MPs slammed the government today for rubber-stamping "extraordinary" plans to build a PFI hospital in Peterborough and allowing a private firm to run nearby Hinchingbrooke hospital.
Both trusts have racked up huge debts that require "unprecedented" levels of savings with "unknown consequences" for patients and the taxpayer, according to the public accounts committee.
There had been a "complete lack" of strategic oversight by the Department of Health in its decision, which has left the future of both hospitals hanging in the balance.
Peterborough MP and committee member Stewart Jackson said the PFI deal to build Peterborough City hospital had proved "catastrophic" with the ministry now coughing up almost £1 million a week to keep the trust afloat.
The committee said Peterborough and Stamford Hospitals Trust has accumulated a deficit of £45.8m on a turnover of £208 million, a ratio of 22 per cent - the highest in the NHS.
Meanwhile Circle aims to achieve savings of £311m over the 10-year franchise contract at Hinchingbrooke hospital 24 miles away in Cambridgeshire.

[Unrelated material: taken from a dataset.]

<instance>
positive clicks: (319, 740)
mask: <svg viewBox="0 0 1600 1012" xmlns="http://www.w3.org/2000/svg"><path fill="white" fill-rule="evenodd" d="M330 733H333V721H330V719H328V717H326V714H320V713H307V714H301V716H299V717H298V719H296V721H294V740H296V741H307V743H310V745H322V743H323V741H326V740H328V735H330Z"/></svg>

But Circle had not achieved the savings it expected and now requires £26m a year for the next 30 years to remain afloat, the report said.
Health Emergency campaign warned that the debts saddled on both trusts are far more than the £10m deficit Mid Staffs found itself in at the end of 2006/7 when patient care was being severely jeopardised.
The committee also found management consultants were used at "great expense to little effect" with Peterborough and Stamford Hospitals Trust spending £9m in the last two years.
Unison's head of health Christina McAnea said the report serves as a warning over the dangers of NHS franchising.
She said the sell-off of Hinchingbrooke was the "wrong cure for its problems" and warned many other trusts are saddled with the legacy of bad PFI deals that affect patients and services.
The ministry vowed not to "sweep these problems under the carpet."